Building CNN for Hat Identification

Hello, I am new to CNNs and have ran into an issues regarding my first project. My objective is to train a model that is able to detect if a person in an image has a hat on their head. I am using the CelebA dataset, and for now training on the first 10,000 images.

This issue I am running into is that during training the accuracy and loss of the model is actually getting worse.

I am new to this field and troubleshooting so any advice would be very helpful.

Here is the github link to the notebook I have been working on so far.

Interesting! Well, I have not tried using the CelebA dataset directly before, but they do use it in one of the GANs courses.

How much investigation have you done to make sure your logic for loading the images and labels is correct? Have you printed the file names you are getting and the label values?

Also note that it looks like you are using 1 as the label to say “hat” and -1 to say “no hat”. That’s not the normal way of doing binary classifications and the loss function is not going to understand that: it expects the labels to act like Booleans basically (1 for true and 0 for false). The predictions from the network are the output of sigmoid, so the values will be between 0 and 1, right? Look at the formula for cross entropy loss and ask yourself what happens if the label value is -1.
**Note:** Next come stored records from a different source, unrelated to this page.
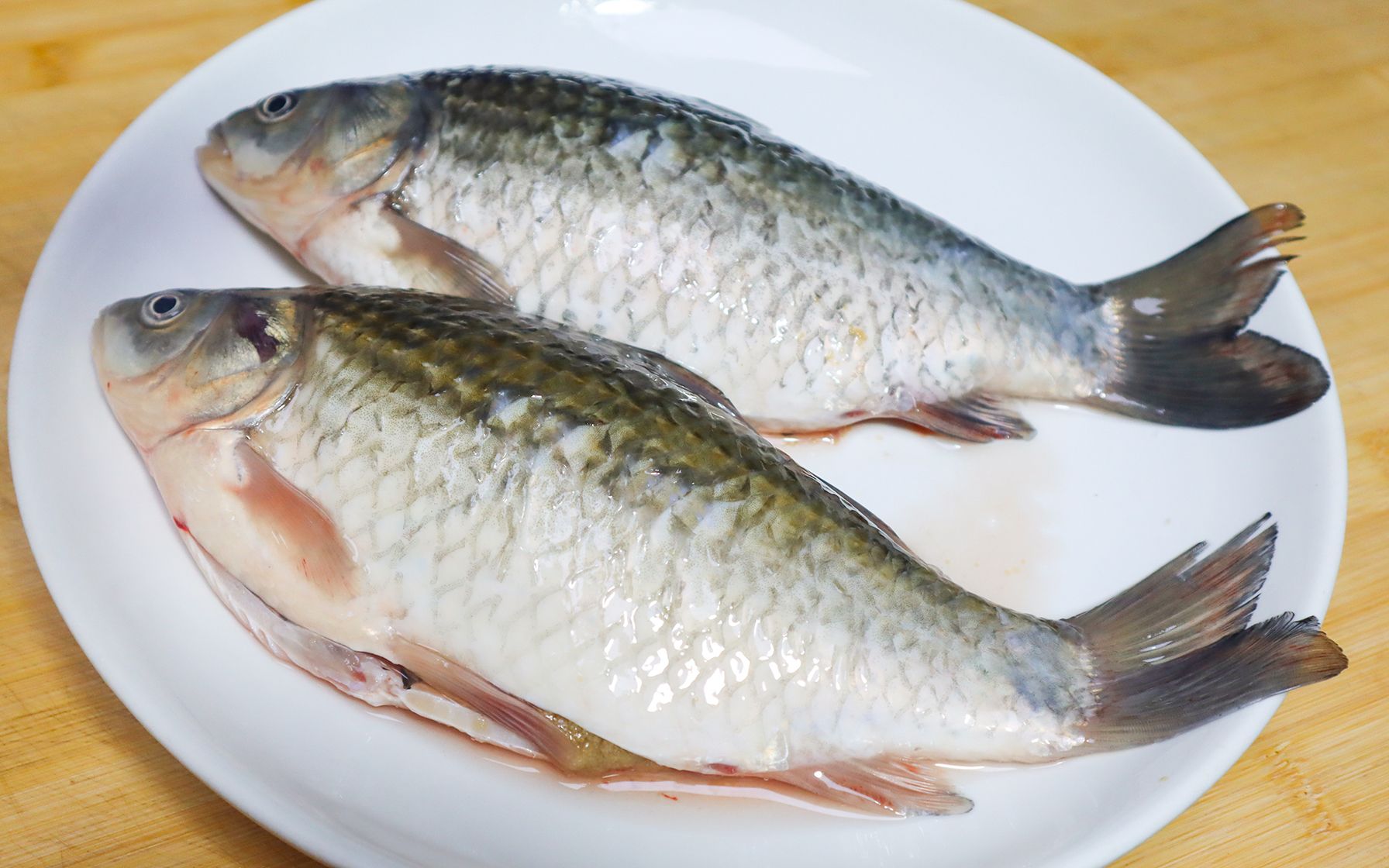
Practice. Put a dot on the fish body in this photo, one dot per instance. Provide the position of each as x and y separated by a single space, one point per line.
812 298
446 499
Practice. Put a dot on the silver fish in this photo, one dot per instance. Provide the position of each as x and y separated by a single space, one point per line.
810 296
556 543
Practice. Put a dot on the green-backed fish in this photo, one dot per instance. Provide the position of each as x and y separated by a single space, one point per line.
810 296
561 545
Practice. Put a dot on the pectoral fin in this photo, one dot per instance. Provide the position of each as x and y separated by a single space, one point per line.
560 741
294 521
450 268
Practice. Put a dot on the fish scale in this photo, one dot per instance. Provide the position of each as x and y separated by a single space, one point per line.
524 573
514 136
552 542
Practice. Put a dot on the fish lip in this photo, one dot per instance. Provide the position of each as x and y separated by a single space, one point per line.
213 150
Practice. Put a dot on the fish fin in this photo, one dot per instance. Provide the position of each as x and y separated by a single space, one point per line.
975 418
888 784
1174 650
359 674
300 525
452 268
564 743
687 378
863 513
366 677
1182 357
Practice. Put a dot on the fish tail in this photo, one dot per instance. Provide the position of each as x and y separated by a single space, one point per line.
1175 650
1184 359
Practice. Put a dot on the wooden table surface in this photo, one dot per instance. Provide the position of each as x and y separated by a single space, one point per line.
1288 99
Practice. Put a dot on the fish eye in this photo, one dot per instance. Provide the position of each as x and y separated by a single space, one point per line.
277 107
161 308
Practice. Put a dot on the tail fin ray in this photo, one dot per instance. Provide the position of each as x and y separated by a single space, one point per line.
1182 357
1175 650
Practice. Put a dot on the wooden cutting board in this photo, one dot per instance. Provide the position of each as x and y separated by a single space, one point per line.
1289 100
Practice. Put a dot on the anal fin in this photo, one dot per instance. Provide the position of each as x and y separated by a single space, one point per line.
882 784
975 418
564 743
449 267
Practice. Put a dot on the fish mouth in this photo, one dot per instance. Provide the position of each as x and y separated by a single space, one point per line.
214 152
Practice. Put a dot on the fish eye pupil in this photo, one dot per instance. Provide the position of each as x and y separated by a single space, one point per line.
278 106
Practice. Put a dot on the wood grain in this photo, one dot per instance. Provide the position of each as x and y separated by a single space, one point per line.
1288 99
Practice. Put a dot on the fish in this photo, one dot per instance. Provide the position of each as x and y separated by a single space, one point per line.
810 296
557 545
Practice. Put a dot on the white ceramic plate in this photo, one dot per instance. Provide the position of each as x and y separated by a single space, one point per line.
950 107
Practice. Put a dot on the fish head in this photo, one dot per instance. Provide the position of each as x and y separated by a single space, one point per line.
182 359
295 154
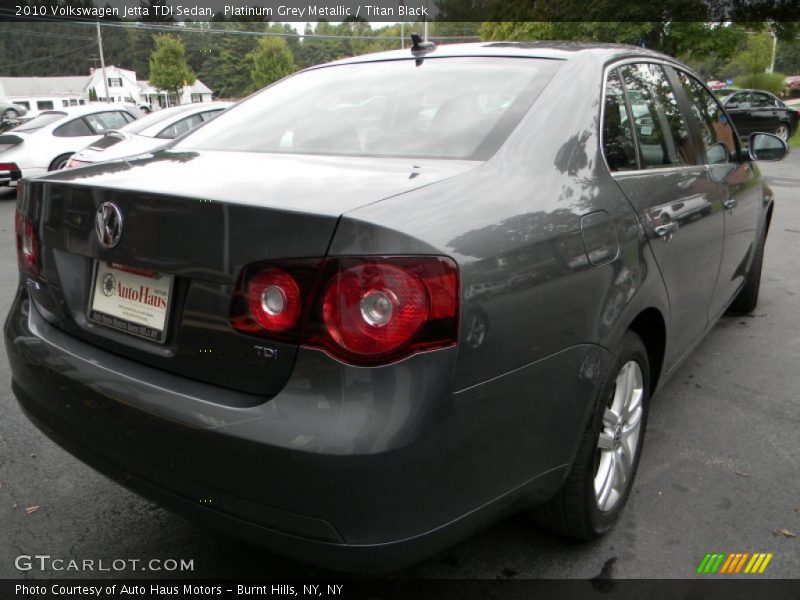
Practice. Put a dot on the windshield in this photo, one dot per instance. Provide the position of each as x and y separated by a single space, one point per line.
156 117
444 108
40 121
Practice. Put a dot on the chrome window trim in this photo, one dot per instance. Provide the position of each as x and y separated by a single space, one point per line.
627 60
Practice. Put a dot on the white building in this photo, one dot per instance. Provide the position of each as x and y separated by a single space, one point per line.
44 93
47 93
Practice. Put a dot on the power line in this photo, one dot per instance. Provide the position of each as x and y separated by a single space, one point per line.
45 34
25 62
142 25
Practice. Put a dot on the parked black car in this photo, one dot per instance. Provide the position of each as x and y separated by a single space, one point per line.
757 110
354 339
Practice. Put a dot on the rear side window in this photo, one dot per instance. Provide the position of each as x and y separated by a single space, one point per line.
75 128
715 128
102 122
619 147
759 100
461 108
185 125
740 100
661 128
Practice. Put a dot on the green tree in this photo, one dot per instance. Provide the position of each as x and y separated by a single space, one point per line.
272 60
168 68
757 55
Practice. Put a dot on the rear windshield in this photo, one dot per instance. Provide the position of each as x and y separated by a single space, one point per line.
462 108
156 117
40 121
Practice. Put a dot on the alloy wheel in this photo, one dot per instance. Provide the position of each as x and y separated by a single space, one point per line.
619 437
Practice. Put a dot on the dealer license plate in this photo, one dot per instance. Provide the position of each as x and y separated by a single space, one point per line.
131 300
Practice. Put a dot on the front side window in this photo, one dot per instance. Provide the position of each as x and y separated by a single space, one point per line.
459 108
619 147
715 128
661 128
42 120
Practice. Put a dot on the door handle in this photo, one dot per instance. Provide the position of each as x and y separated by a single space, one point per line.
665 231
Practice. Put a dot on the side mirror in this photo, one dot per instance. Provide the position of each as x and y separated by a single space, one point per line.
765 146
717 154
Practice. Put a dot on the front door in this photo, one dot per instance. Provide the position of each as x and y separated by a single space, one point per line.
677 203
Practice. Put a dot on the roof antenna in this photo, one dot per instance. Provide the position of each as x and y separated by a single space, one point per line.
420 48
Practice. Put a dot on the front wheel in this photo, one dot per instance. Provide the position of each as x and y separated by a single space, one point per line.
601 477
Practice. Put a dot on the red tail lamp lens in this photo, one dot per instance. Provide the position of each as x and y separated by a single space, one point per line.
273 298
27 245
368 310
374 309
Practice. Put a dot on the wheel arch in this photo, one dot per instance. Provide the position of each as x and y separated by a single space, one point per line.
650 325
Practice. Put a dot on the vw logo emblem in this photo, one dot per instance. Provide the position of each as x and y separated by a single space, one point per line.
108 225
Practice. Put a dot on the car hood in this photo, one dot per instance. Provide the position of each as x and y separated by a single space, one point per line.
324 185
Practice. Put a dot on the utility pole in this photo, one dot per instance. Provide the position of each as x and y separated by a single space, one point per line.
102 59
774 48
402 28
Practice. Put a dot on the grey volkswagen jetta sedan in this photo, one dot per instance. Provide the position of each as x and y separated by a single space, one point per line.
389 300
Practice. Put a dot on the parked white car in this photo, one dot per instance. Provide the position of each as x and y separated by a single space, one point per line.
148 133
46 142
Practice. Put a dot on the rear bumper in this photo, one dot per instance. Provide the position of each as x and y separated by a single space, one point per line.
351 469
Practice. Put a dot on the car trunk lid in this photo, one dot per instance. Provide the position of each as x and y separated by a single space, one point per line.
199 220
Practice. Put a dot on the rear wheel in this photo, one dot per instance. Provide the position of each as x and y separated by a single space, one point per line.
59 162
601 477
747 298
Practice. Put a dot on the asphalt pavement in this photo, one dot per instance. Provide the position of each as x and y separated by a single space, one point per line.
720 470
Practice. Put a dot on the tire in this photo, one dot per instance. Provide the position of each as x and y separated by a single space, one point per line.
578 510
747 298
59 162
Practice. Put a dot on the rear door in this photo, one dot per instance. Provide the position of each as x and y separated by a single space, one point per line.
670 189
764 115
738 184
738 108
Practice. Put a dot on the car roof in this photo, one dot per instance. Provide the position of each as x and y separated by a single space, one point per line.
86 109
547 50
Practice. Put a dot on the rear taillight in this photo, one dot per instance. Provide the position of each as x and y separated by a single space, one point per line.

Also just at a first glance, the CNN you are using is pretty simple. Have you taken DLS Course 4 about CNNs? They give lots of examples of successful nets there and most of them have lots more than 3 Conv layers. But with that said, even if your network is not as powerful as you really need, you still wouldn’t expect it to get worse with training. So my bet is that it’s the issues I mentioned earlier that are the first things to sort out and then see how you do with the network as it stands.

Hi, I took another look today and you were right, I forgot to change the labels from -1 to 0.

I am still new to deep learning so I was trying to create a basic model that “works”. I will take a look into the deep learning specialization but I just wanted to mess around with NNs a bit.

Thanks you for your help!